The Roles of Alix and VPS4A in Autophagy and Endosomal Pathways and Their Relation to HBV Replication

Autophagic and endosomal pathways coordinately contribute to hepatitis B virus (HBV) production, with the endosomal sorting complex required for transport (ESCRT) components ALG-2-interacting protein X (Alix) and the vacuolar protein sorting 4A (VPS4A) playing important but mechanistically elusive roles. This study investigates the roles of Alix and VPS4A in HBV biogenesis within the context of endosomal trafficking and autophagy. Using gene silencing and overexpression of wild-type (WT) or dominant-negative (DN) mutants of Alix and VPS4A in HBV replication cell models, we found that Alix silencing increased intracellular HBV DNA and HBV surface antigen (HBsAg), extracellular HBsAg, and virions, while decreasing secreted naked capsids. It promoted HBsAg secretion along the early endosomes but reduced its transport to late endosomes and autophagosomes. Furthermore, Alix silencing impaired autophagosome formation by activating the AKT/MTOR pathway.
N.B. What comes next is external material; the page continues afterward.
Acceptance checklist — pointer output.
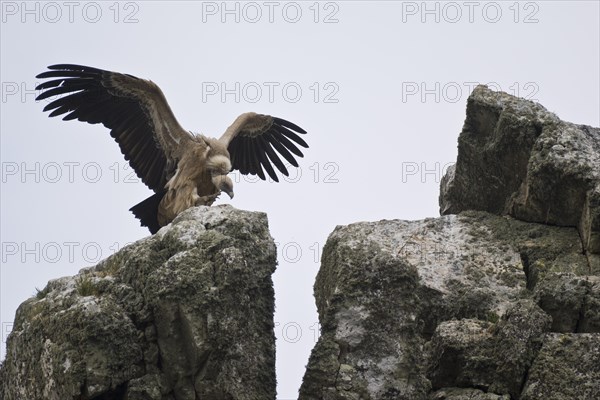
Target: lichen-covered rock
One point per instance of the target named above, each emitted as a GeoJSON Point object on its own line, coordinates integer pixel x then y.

In contrast, VPS4A silencing had minimal effects, whereas DN VPS4A significantly blocked HBV secretion by disrupting endosomal trafficking, promoting autophagosome formation and lysosome activity, ultimately leading to HBV degradation. Our findings demonstrate that the endosomal pathway is critical for HBV secretion when lysosomal activity is suppressed. Conversely, increased lysosomal function drives HBV degradation through the autophagosome-lysosome pathway.